I'd rather have my grandfather. But I can't. So I'll take what I can get.
Hi everyone,
I lost my son, Jason, on Aug. 8th. He was 25. He hung himself with a belt at his sisters house. Thankfully she didn't find him, her boyfriend did. She did however see him lying in the floor - stiff. I don't know how I feel...lost, empty, dead inside. At first, I felt that he was at peace and that made me feel better. I understand depression all to well. I suffer from chronic depression. He didn't leave a not and we really didn't know he was so depressed. We will never understand why. For several days right after he died, I would search around the house looking for a note, thinking maybe he had hid something the last time he visited me 3 days before his death. I was able to remember him and laugh at his silliness. Now I can't bare to think about him, see a picture of him, or hear the songs that he loved.
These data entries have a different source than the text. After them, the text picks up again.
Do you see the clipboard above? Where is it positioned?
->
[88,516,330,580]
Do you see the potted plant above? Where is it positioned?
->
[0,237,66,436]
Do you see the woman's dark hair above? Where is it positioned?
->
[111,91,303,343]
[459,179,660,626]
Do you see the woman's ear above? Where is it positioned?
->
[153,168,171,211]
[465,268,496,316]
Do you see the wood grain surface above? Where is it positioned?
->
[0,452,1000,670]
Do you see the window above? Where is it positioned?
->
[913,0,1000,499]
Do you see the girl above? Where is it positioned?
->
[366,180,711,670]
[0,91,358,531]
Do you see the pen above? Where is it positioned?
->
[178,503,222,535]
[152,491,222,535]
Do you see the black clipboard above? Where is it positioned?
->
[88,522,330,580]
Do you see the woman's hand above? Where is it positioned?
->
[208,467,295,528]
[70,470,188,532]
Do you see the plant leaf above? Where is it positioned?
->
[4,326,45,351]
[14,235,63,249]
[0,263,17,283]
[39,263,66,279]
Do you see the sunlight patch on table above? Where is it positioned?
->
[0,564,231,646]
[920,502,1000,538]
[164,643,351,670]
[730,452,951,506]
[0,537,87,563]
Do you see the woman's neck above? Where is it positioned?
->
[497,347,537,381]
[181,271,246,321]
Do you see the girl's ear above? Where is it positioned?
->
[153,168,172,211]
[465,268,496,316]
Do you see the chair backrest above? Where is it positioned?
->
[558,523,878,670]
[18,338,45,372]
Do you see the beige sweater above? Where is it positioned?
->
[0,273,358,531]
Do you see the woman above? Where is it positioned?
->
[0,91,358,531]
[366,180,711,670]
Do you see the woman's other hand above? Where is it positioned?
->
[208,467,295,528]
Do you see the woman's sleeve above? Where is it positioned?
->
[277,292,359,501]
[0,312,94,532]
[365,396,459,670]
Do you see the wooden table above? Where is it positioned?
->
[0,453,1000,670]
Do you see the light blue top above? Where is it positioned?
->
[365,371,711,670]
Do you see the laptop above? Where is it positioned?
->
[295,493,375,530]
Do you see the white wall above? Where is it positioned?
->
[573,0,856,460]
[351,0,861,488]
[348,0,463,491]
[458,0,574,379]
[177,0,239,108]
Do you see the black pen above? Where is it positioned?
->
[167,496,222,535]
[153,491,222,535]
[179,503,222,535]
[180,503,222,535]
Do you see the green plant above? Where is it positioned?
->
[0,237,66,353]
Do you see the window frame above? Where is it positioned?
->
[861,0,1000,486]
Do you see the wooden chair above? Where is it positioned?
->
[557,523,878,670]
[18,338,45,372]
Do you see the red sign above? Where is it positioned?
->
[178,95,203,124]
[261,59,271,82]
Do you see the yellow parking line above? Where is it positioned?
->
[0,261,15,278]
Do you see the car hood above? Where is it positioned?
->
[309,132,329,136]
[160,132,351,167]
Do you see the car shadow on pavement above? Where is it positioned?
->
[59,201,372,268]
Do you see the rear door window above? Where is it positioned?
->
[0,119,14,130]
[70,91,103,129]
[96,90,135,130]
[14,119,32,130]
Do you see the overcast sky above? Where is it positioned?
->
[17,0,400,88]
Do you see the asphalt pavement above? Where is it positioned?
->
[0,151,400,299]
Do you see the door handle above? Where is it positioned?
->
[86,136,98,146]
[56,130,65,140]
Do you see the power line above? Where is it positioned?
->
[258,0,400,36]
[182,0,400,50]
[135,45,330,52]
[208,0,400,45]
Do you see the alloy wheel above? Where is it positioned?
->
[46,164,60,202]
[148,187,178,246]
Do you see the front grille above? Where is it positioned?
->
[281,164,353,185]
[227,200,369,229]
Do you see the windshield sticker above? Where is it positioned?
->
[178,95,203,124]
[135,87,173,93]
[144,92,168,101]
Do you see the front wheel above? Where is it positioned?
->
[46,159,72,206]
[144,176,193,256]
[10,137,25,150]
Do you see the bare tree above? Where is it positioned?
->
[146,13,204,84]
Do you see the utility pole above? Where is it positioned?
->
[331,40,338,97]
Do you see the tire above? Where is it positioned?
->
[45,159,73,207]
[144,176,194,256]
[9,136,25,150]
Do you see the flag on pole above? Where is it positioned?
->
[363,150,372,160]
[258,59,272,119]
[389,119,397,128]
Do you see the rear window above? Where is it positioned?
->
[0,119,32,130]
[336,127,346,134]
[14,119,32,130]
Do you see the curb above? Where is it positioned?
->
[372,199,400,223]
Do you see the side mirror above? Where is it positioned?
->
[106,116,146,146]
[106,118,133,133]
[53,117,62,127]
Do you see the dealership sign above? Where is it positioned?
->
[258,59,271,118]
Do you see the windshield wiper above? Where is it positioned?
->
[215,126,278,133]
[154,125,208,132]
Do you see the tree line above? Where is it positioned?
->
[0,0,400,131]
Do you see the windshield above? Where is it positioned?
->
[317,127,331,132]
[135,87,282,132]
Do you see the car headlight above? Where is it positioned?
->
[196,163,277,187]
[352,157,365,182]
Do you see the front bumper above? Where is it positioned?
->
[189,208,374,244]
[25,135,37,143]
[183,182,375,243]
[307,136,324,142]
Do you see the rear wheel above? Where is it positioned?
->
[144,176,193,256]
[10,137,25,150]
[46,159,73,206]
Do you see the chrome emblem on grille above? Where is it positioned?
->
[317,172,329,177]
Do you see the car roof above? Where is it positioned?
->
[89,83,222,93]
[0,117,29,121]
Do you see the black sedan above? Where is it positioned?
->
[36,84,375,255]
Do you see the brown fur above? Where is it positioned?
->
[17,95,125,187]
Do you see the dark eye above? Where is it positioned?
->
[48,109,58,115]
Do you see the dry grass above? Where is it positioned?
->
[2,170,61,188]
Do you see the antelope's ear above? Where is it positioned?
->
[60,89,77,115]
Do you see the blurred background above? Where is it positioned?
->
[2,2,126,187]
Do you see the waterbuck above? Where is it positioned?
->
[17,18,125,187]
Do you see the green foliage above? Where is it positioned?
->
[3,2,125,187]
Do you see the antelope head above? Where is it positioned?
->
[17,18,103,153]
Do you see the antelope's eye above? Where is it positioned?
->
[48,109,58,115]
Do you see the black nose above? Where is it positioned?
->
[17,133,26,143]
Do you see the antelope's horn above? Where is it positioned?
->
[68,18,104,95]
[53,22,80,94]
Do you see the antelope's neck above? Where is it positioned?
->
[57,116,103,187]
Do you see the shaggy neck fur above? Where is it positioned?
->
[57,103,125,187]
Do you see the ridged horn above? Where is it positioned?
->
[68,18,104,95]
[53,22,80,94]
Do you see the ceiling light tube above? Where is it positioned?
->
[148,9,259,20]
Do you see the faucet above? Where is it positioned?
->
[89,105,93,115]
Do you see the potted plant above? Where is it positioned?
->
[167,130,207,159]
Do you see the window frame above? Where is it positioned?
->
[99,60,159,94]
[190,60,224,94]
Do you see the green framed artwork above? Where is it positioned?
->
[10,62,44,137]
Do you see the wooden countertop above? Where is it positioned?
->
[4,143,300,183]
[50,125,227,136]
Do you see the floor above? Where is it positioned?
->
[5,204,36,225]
When I do, I push it deep inside. I haven't cried that much yet. I did the first day and when I really think about that day it tears me to pieces. Although, I have chronic depression, it has been under control for the last 2 years. Now I am scared for myself. I don't want to go back to that dark place. I had a great counselor but she has moved away. And I really need her now.
To everyone here, I am deeply sorry for your losses and send you many virtual hugs.